A Daughter’s Response to “Mincha in the Midwest”

This past Simchat Torah, my mother began planning her synagogue’s first women’s mincha, afternoon service. She was inspired by the joy of the Simchat Torah women’s reading, and wanted to extend it to a regular Shabbat. So she worked with some young women in the community to make it happen, and brought women who might never have prayed or connected as a community to a mincha service.

Hannah-WengerShe recently wrote, in The Torch, that she needs to effect change because of us, her daughters, my sisters and me. It is true that we “struggle fiercely with the dissonance between our place in the religious sphere and our ability to lead in the outside world.” Outside of the Jewish community, we have power. Power to shape the discourse around us, to assume leadership, to practice the rituals of our professions and of our communities of common values without anyone questioning whether our very engagement undermines our belongingness. Outside of the Jewish community, I can use every talent in my arsenal to make this world a better place–voice, humor, and compassion are welcome–whereas the Jewish community polices them under the titles of “modesty,” “tradition,” and “careful halakhic process.”

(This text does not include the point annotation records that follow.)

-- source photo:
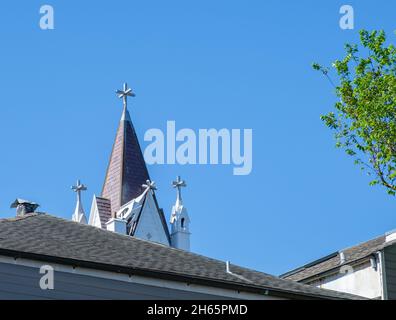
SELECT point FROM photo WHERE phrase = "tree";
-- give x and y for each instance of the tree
(364, 119)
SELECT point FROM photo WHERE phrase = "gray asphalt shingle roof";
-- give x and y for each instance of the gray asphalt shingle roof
(333, 261)
(48, 238)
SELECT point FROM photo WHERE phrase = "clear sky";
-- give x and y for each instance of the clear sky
(204, 64)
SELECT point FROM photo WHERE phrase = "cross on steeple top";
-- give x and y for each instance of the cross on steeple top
(179, 184)
(124, 94)
(79, 215)
(79, 187)
(149, 185)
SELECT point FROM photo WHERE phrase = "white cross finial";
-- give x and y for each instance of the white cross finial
(149, 185)
(179, 184)
(79, 215)
(124, 94)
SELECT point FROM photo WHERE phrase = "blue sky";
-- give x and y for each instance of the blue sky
(204, 64)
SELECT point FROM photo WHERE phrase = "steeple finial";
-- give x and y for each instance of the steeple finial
(124, 94)
(180, 221)
(179, 184)
(79, 214)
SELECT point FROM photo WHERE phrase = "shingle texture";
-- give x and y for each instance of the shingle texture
(47, 237)
(127, 169)
(334, 261)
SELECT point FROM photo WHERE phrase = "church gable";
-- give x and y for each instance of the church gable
(100, 212)
(150, 225)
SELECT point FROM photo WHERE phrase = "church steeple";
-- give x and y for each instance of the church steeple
(79, 214)
(127, 169)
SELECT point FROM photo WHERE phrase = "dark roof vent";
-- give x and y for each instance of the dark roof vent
(24, 207)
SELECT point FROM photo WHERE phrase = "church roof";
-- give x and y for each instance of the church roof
(127, 169)
(333, 261)
(47, 238)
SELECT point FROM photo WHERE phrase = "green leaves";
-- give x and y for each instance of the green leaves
(365, 117)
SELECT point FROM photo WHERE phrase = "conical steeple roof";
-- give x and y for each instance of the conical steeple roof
(127, 169)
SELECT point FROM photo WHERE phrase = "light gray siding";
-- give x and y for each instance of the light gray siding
(21, 282)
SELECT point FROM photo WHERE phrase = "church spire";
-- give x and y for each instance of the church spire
(79, 214)
(127, 169)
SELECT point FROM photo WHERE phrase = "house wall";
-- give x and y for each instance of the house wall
(389, 257)
(20, 279)
(362, 280)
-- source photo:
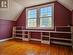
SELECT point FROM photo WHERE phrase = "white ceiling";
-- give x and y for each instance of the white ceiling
(17, 6)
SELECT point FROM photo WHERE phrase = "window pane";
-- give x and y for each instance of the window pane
(46, 11)
(31, 22)
(32, 13)
(46, 22)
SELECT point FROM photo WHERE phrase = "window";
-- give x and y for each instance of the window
(3, 3)
(40, 17)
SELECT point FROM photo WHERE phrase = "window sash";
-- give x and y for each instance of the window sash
(38, 17)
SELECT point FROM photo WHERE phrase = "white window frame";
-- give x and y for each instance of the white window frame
(38, 25)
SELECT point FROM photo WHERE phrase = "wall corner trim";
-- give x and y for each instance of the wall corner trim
(5, 39)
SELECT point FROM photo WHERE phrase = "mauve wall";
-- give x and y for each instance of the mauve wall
(6, 28)
(62, 17)
(72, 17)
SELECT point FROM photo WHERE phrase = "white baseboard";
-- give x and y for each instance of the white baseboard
(18, 37)
(5, 39)
(35, 39)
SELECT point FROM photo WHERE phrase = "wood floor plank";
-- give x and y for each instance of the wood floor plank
(19, 47)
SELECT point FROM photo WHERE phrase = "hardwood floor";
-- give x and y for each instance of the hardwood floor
(19, 47)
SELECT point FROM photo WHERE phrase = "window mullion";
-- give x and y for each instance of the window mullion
(38, 17)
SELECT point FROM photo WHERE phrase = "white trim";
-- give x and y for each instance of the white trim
(37, 8)
(5, 39)
(35, 39)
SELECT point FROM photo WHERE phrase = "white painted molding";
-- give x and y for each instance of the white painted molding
(35, 39)
(5, 39)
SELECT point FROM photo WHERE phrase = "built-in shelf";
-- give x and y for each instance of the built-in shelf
(46, 38)
(60, 38)
(62, 43)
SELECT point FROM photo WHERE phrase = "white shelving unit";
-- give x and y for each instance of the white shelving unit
(46, 38)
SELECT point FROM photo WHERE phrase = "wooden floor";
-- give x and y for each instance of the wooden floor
(19, 47)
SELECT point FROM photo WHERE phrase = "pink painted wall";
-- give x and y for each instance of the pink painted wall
(6, 28)
(62, 17)
(72, 17)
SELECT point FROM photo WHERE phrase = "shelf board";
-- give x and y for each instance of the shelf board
(60, 38)
(61, 43)
(45, 36)
(44, 31)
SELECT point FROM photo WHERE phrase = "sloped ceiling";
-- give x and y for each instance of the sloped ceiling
(17, 6)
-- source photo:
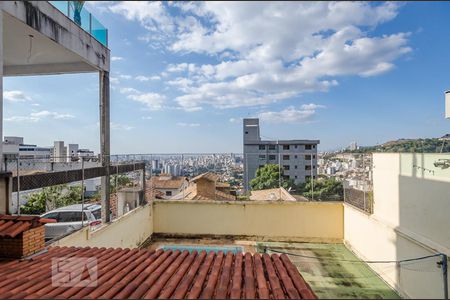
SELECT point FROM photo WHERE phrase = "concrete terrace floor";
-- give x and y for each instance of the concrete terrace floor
(331, 278)
(328, 276)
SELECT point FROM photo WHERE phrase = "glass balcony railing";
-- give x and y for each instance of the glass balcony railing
(84, 19)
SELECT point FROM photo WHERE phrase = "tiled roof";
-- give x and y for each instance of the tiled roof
(137, 273)
(208, 176)
(12, 226)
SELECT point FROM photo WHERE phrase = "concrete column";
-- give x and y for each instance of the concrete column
(143, 201)
(105, 143)
(5, 192)
(2, 168)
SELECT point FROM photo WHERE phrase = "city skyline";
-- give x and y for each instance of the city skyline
(154, 107)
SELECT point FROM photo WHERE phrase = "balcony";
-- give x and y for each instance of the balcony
(84, 19)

But Ima, it’s not “hard for me to hang onto my Judaism.” I was brought up by a role model who showed me its beauty and worth in every action; to leave is unthinkable. The struggle lies in making Judaism, which was not written for me, as much of a conduit for contribution and action as the rest of my life—to live it, not simply to be it. To live it, like you do.

Ima, it is women like you, not me, who will change Judaism. It is women like you, women who are joyous with their lot and excited to find they can do something more, who will bring Orthodox Judaism slowly but surely into the twentieth century (their great-granddaughters may bring it into the twenty-first). I, for whom a gag reflex is triggered when a well-meaning man tells me, “of course women can do that,” can no longer abide being in the same room as a discussion about whether women can or cannot celebrate some aspect of their religion in public. It’s my religion—how dare they imagine that they have control over it?

And the thing is, I grew up without bitterness. It took two years of midrasha, seminary, three years in college, and a lot of investigation into the halakhic process, to bring me to the polite distance I keep from the Jewish community today. My withdrawal from community means, to me, that I can have no say, no power, in how it develops. Seven years before this, I was leading the first women’s mincha services at my university, giving shiurim, classes, and fighting for women’s active role in the community. Now, nearly a decade later, I am tired of the constant internal struggle and cognitive dissonance. Like so many of my more perceptive and high-powered female friends, I have withdrawn to pursue leadership in other fields.

But it’s a withdrawal that has allowed me to keep my joy in Judaism. To celebrate it personally, through tefillah and learning and observing kashrut and Shabbat, through my private conversations with God and considerations of how to act and what to say. Eventually, I will find a community driven by the same impulses that drive me, and then I will again begin to contribute and be part of a community. Until then, I will enjoy the brief simple delight of reading Torah on Simchat Torah in my mother’s synagogue, quietly celebrate my religion on my own terms, in my own private space, and repeat over and over the lines of the Shabbat service, which, in my mind, represent the religious feminist’s creed:

Tayn chelkaynu b’Toratecha v’taher leebaynu l’avdecha b’emet.

Give us a portion of Your Torah and purify our hearts to do Your work with integrity.